As Mr. Smith points out, though, the Relief and Aid Society suffered from an unfortunate belief system typical of its ruling-class members. There were the “deserving” poor, good workers who had fallen on hard times because of tough circumstances, and the “undeserving,” shiftless lowlifes whose poverty was their own fault. The Relief and Aid Society stayed constantly vigilant against scammers and frauds and made clear they were to be found largely among the displaced poor, not the “better class” of burned-out Chicagoans.

Mayor Mason made another unusual move that showed a lack of confidence in the wheels of municipal government: As fears and rumors of looting circulated, the mayor sidestepped the police department and gave authority to patrol the city to Lt. Gen. Philip H. Sheridan and federal troops he requisitioned. Later, Sheridan denied that he had been needed to put down rampant criminality, but, again, the city’s elites no doubt slept better with the Civil War hero in charge. (Skip ahead in time, and it’s hard to imagine either of the Mayors Daley ever handing over such efforts to units outside of their control.)
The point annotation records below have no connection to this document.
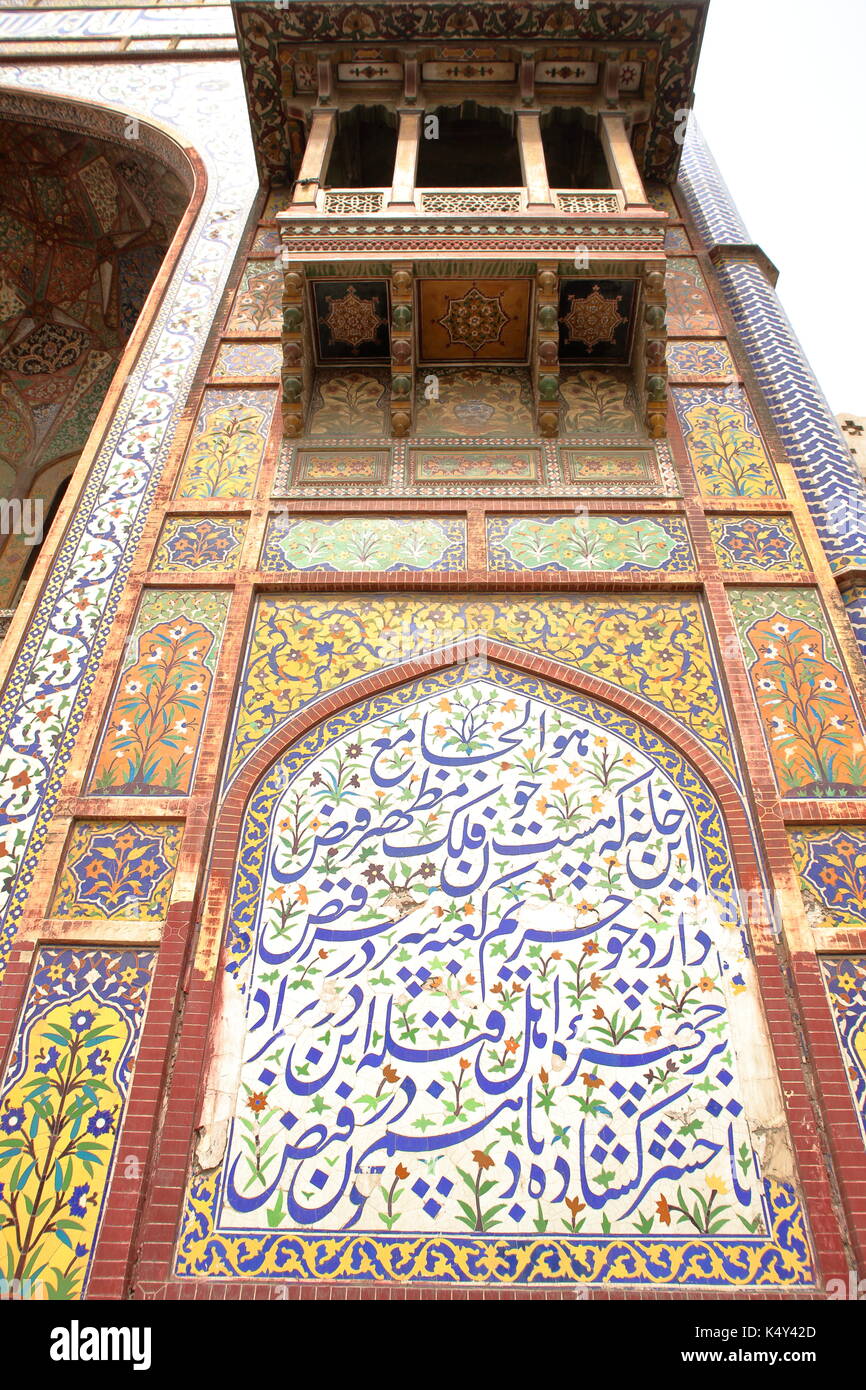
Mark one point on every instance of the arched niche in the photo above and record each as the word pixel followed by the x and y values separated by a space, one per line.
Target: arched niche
pixel 364 148
pixel 487 987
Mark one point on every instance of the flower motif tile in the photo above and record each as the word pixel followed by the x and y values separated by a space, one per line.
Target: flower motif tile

As for Mrs. O’Leary, even at the time accounts debunked the story that she was milking her cow when it kicked over a lantern. In fact, she was in bed with her husband when flames erupted in her barn. Still, for a century and a half now, she and her cow have remained the Big Bang of the Chicago Fire, celebrated in myth, song, parade floats, even a dreadful Norman Rockwell painting that prominently features the hindquarters of the beast.




Given the hard times urban centers are suffering today, Chicago should hope that the belief in its resiliency proves as enduring as the calumny directed at poor Mrs. O’Leary.

—Mr. Babcock is the former editor of Chicago magazine.